TITLE 89: SOCIAL SERVICES
CHAPTER II: DEPARTMENT ON AGING
PART 240 COMMUNITY CARE PROGRAM
SECTION 240.210 IN-HOME SERVICE
Section 240.210 In-home Service
In-home service is defined as general non-medical support by supervised homecare aides who have received specialized training in the provision of in-home services. The purpose of providing in-home service is to maintain, strengthen and safeguard the functioning of participants in their own homes in accordance with the authorized person-centered plan of care.
a) Specific service components of in-home service shall include the following:
1) Teaching/performing of meal planning and preparation; light housekeeping tasks (e.g., making and changing beds, dusting, washing dishes, vacuuming, cleaning floors, keeping the kitchen and bathroom clean and laundering the participant's linens and clothing); shopping skills/tasks; and home maintenance and repairs.
2) Performing/assisting with essential shopping/errands may include handling the participant's money (proper accounting to the participant of money handled and provision of receipts are required). These tasks shall be:
A) performed as specifically required by the person-centered plan of care; and
B) monitored by the homecare supervisor.
3) Assisting with self-administered medication, which shall be limited to:
A) reminding the participant to take his/her medications;
B) reading instructions for utilization;
C) uncapping medication containers; and
D) providing the proper liquid and utensil with which to take medications.
4) Assisting with following a written special diet plan and reinforcement of diet maintenance (can only be provided under the direction of a physician as required by the person-centered plan of care).
5) Observing participant's functioning and condition and reporting to the supervisor, as outlined by the person-centered plan of care.
6) Performing/assisting with personal care tasks that are not medical in nature, such as the examples set forth at 77 Ill. Adm. Code 245.40(c) (e.g., shaving, hair shampooing, drying and combing, bathing and sponge bath, shower bath or tub bath, toileting, dressing, nail care, respiratory services (as authorized by 20 ILCS 105/4.02(5)(F)), brushing and cleaning teeth or dentures and preparation of appropriate supplies, positioning/transferring participant, and assisting participant with exercise/range of motion), as defined by the person-centered plan of care.

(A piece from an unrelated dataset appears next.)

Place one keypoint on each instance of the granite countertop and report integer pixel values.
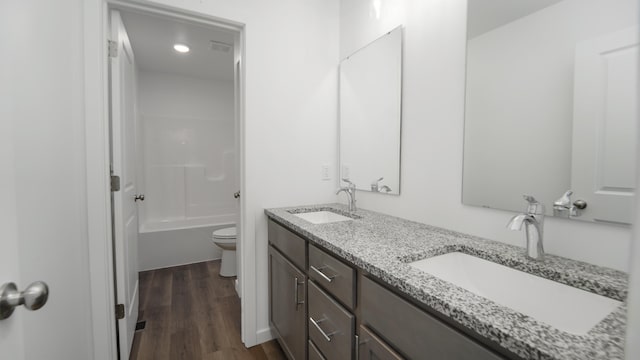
(383, 245)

7) Escort/transportation to medical facilities, or for essential errands/shopping, or for essential participant business with or on behalf of the participant, as defined by the person-centered plan of care. This escort/transportation service may be provided directly by the homecare aide, directly by the provider, by the provider through contract, or by public transportation.
8) Identifying and reporting critical events, including critical incidents, service improvement program complaints, and requests for change of status in the Department's automated reporting system. Completing initial critical event reports will occur within 7 days after the date the event occurred or was identified to have occurred. Assisting CCUs in their efforts to safeguard participant health, safety and welfare by demonstrating a willingness to collaborate, discuss and resolve issues that likely place a participant at increased risk for experiencing future critical events. Supporting CCU risk mitigation efforts by demonstrating a willingness to communicate about necessary adjustments to a participant's care plan in response to a critical event.
b) Unit of Service
1) One unit of in-home service is one hour of direct service provided to the participant in the participant's home, while providing transportation/escort, or while running errands and/or shopping on behalf of the participant.
2) For services that the provider was unable to provide due to either the participant's absence without prior provider notification or refusal to admit the worker into the home to provide service (see Section 240.350), one unit of documented in-home service per occurrence will be reimbursed to the provider at a maximum of 2 units per participant per State fiscal year.